I’ve been reading your blog for years, and now have moved out of the college dorm phase into newly-married life. Now that I am actually responsible for a household, I’ve been following your blog more closely.
We are trying to come up with a workable grocery budget, but I’m having a hard time doing that and stocking my pantry at the same time. Most of the menu planning and money-saving tips include “shop your pantry” or “make do with what you already have,” but I find myself going to the store every few days because I don’t have basic staples.
Do you have any suggestions for me and for others who are just starting out? -Emily
Congratulations on your recent marriage, Emily! And I love your desire to wisely steward the money and resources you have. Way to go!
1. Set Aside A Small Portion of Your Grocery Budget for Stocking Up
If at all possible, set aside at least $3 to $5 each week from your grocery budget to invest in buying ahead. This will be things that are at rock bottom prices and that you’ll be storing in your pantry or freezer to use later.

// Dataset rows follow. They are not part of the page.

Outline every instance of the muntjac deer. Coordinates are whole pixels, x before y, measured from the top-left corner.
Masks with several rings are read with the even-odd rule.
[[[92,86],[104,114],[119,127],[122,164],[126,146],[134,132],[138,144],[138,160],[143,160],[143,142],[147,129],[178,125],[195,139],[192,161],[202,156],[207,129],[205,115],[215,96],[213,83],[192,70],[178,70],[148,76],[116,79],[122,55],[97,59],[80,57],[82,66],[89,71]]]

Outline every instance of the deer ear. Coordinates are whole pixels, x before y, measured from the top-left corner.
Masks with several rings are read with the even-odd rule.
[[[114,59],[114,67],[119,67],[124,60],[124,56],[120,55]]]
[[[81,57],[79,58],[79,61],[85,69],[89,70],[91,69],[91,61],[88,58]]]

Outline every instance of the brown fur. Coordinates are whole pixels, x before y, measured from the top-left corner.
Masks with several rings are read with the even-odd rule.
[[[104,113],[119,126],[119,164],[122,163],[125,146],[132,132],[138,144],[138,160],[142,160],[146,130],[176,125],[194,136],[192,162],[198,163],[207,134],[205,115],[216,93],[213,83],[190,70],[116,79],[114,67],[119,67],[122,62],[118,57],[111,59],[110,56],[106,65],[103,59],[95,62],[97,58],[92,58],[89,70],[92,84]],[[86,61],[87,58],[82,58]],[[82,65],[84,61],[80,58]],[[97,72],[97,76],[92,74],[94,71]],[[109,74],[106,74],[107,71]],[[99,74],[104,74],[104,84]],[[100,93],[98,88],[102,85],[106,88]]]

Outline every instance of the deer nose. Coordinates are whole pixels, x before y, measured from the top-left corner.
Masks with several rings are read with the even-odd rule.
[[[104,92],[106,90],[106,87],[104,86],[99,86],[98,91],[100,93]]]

Typically, since you’ll be pennies on the dollar to stock up on these items, $3 to $5 will stretch pretty far. If you don’t see any really amazing deals, just “roll” your stock-up money to the following week. If I know I’m going to be investing in a larger bulk purchase, I’ll often hold off on using my stock-up money for a month or so and just let it build up so that it can cover that larger purchase.
Tip: For those of you who are new here, you can view my Stock-Up Price List here to get an idea of what prices I aim to pay. You can also download the customizable Stock-Up Price List to track the sales and deals in your area.

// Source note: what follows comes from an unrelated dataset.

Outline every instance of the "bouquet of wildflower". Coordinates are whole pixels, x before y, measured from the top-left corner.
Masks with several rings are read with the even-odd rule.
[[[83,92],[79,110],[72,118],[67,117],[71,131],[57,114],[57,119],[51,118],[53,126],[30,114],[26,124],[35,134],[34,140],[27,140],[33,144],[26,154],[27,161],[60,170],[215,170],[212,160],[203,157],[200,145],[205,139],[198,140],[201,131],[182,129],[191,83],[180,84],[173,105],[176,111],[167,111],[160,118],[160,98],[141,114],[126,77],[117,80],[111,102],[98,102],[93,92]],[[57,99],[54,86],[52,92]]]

2. Focus on Stocking Up on the Best Deals
Set a price-point for what you’ll pay for buying ahead. Maybe say that you won’t stock up on something unless it’s something you know you’ll use in the next 1-2 months and it’s $0.25 or less.
Creating boundaries for what you can buy with your stock-up money will help you to prioritize and not get sidetracked or sucked into buying things you don’t really need. It will also help you to maximize the mileage of your grocery money.
3. Make Some Short-Term Sacrifices To Free Up Money to Invest in Stocking Your Pantry
When you’re first getting started with buying ahead, you might feel like you don’t even have enough wiggle room to devote $3 to $5 to stocking up. In that case, I recommend talking with your husband about some short-term sacrifices you could make to free up money for stocking up.
For instance, maybe you decide that you’ll have two meatless meals each week for two months, or eat oatmeal for breakfast five days per week, or give up buying a certain treat that you love for 4 weeks.
The beauty of practicing the buy ahead principle is that the more you’re able to buy your groceries for pennies on the dollar, the farther your grocery money will stretch. Making short-term sacrifices can help you build your stockpile faster, thus freeing up money to then be able to afford the occasional treat or to invest in higher quality foods.
4. Realize That It Takes Time to Stock a Pantry
You’re not going to stock your pantry overnight — unless you spend an arm and a leg to do so! However, if you consistently purchase 3-10 items each week at rock bottom prices to add to your stockpile, over time, you’ll really start to see a difference in your grocery budget.
Plus, it’s so nice to not have to worry about running to the store when you run out of toothpaste or shampoo. Instead, you can just get a new tube or bottle out of your stockpile closet — and be thankful that you purchased it when it was free or almost-free!
What tips and suggestions do the rest of you have for Emily?